The first theme, “Preparing for the Shift,” lays the groundwork for the book, introducing the concept of student-led teaching and the significance of embracing student-led teaching in fostering student success.
The second theme, “Shifting to Student-Led,” delves into how teachers can effectively shift their teaching style to a more student-centered approach. The authors offer practical tips, such as designing learning activities that accommodate individual student paces and levels, creating opportunities for student choice and collaboration, and leveraging technology to support learning.
In the third theme, “The Power of UDL,” two critical shifts are presented. First, it encourages moving from formative assessment solely as a teacher tool to empowering students to use it for self-assessment and deeper understanding, fostering a growth mindset. Second, the emphasis shifts from providing feedback solely on finished products to offering it throughout the learning process, enabling real-time adjustments and fostering continuous growth in a student-centered environment.
The fourth theme, titled “The Power of Metacognition,” sheds light on the constraints of traditional assessment models, which hinder students’ sense of responsibility and ownership in their learning process. To cultivate students’ expertise in learning, a crucial shift must occur, with educators transferring the responsibility for reflection and assessment to the learners themselves. By embracing the strategies outlined in this chapter, educators can effectively share the cognitive load of assessment, empowering students to become proactive participants in their own learning journey.
In the final theme, “Fostering Student Agency in Learning,” the book emphasizes empowering students to take ownership of their learning outcomes and initiate progress discussions. Practical advice is given to sustain a student-led, blended learning environment, leading to increased engagement and meaningful educational experiences.
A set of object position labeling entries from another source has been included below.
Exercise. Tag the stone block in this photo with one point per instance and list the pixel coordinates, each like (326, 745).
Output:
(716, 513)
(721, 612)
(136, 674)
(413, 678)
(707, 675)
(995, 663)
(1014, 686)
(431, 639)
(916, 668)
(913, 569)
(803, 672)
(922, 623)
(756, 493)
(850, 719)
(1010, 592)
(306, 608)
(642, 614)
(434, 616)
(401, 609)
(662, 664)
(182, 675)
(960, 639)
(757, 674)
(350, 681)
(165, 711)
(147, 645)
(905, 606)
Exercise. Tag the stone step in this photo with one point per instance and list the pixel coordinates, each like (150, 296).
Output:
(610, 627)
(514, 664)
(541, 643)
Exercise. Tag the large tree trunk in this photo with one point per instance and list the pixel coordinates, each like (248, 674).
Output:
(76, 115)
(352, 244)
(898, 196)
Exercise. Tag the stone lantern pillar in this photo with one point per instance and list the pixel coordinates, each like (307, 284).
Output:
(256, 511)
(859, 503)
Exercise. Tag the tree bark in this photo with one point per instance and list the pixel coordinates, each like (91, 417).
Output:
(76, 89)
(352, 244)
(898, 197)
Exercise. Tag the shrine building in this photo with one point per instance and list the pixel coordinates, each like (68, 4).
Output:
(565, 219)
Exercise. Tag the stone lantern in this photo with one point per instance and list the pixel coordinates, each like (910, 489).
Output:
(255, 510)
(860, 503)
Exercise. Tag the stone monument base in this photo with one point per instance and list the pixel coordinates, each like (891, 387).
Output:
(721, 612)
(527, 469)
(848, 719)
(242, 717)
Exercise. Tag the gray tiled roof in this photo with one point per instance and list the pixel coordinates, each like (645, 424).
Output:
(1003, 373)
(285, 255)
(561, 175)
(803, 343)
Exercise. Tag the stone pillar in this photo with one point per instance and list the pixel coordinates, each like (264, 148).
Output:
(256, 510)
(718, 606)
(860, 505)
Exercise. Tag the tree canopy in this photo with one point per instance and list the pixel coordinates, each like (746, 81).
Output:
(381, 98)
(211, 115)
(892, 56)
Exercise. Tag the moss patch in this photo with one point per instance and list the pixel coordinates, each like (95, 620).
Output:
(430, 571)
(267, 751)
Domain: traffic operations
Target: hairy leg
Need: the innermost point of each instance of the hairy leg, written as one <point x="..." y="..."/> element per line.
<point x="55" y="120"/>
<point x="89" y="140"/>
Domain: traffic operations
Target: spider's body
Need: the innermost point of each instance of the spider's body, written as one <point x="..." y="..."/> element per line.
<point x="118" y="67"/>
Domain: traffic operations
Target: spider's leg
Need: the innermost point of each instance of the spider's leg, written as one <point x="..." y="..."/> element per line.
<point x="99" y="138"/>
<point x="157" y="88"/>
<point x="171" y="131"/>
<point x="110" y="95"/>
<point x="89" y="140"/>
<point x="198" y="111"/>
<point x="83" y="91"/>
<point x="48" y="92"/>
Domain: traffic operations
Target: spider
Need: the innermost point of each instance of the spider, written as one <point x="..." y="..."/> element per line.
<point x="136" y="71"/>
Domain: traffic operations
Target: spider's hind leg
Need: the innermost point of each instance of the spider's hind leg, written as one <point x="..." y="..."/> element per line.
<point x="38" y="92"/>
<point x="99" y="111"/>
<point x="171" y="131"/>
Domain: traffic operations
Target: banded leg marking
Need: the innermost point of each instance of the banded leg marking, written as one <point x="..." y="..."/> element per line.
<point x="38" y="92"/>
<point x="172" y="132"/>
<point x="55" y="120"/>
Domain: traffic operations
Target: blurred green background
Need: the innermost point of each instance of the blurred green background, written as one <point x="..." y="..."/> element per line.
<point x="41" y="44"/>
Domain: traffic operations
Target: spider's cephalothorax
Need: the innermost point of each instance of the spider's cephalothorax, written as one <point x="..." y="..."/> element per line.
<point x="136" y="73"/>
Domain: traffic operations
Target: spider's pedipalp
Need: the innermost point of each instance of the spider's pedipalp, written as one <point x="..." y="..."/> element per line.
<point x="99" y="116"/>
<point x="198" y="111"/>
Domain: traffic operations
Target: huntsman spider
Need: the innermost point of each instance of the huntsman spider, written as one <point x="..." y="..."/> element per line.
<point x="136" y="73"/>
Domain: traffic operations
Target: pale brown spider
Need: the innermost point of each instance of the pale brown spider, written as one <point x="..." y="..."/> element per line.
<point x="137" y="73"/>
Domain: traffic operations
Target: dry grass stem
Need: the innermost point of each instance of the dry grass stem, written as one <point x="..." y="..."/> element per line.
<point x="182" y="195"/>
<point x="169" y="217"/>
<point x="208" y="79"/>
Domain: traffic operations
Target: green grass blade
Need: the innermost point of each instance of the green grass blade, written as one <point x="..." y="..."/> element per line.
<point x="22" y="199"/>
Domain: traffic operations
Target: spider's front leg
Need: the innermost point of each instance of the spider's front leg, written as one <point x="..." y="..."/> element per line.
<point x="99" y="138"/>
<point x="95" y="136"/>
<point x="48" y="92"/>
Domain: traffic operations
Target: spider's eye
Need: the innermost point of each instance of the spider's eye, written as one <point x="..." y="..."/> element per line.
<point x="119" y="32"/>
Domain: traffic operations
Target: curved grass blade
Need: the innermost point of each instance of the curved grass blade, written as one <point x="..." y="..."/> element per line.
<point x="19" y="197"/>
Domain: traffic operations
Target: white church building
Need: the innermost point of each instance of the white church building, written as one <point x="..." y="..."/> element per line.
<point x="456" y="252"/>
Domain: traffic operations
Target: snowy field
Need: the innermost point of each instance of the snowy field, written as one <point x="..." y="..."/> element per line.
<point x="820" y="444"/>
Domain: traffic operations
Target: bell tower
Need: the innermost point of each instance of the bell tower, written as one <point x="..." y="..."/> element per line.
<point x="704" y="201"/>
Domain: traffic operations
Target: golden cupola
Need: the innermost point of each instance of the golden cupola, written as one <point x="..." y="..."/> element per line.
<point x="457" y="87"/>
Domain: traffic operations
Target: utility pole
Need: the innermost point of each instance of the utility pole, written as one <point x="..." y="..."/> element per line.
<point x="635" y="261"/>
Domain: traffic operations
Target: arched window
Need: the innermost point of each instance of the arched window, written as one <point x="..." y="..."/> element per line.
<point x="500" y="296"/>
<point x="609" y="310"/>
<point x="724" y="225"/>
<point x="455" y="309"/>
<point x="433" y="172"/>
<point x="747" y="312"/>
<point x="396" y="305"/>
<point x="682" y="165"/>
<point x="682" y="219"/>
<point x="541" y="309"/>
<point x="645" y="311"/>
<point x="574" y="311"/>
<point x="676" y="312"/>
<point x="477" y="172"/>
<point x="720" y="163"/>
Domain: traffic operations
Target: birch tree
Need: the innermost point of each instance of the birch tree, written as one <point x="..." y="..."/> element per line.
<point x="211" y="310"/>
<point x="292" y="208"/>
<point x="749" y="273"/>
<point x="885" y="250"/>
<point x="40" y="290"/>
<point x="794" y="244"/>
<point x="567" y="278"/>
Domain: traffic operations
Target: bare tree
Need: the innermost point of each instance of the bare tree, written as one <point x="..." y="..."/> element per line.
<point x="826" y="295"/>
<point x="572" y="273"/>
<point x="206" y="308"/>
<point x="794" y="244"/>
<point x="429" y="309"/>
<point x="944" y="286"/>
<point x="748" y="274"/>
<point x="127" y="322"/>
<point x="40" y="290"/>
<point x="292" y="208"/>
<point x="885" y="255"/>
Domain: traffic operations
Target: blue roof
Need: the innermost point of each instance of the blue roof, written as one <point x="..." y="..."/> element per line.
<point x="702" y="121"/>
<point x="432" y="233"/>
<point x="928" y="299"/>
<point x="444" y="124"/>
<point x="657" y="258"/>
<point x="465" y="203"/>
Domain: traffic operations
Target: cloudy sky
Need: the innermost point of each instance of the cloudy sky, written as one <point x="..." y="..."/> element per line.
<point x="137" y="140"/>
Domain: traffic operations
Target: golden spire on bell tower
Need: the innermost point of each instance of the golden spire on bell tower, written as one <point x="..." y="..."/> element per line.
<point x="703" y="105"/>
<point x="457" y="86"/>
While the book provides a valuable framework for educators, it is essential to acknowledge its limitations. Primarily focusing on the technical aspects of implementing student-led and blended learning, it may not fully address the pedagogical and cultural shifts necessary for successful implementation. Additionally, some challenges and limitations of blended learning, such as the potential for technology to exacerbate existing inequities and the need for ongoing professional development and support for educators, are not extensively discussed.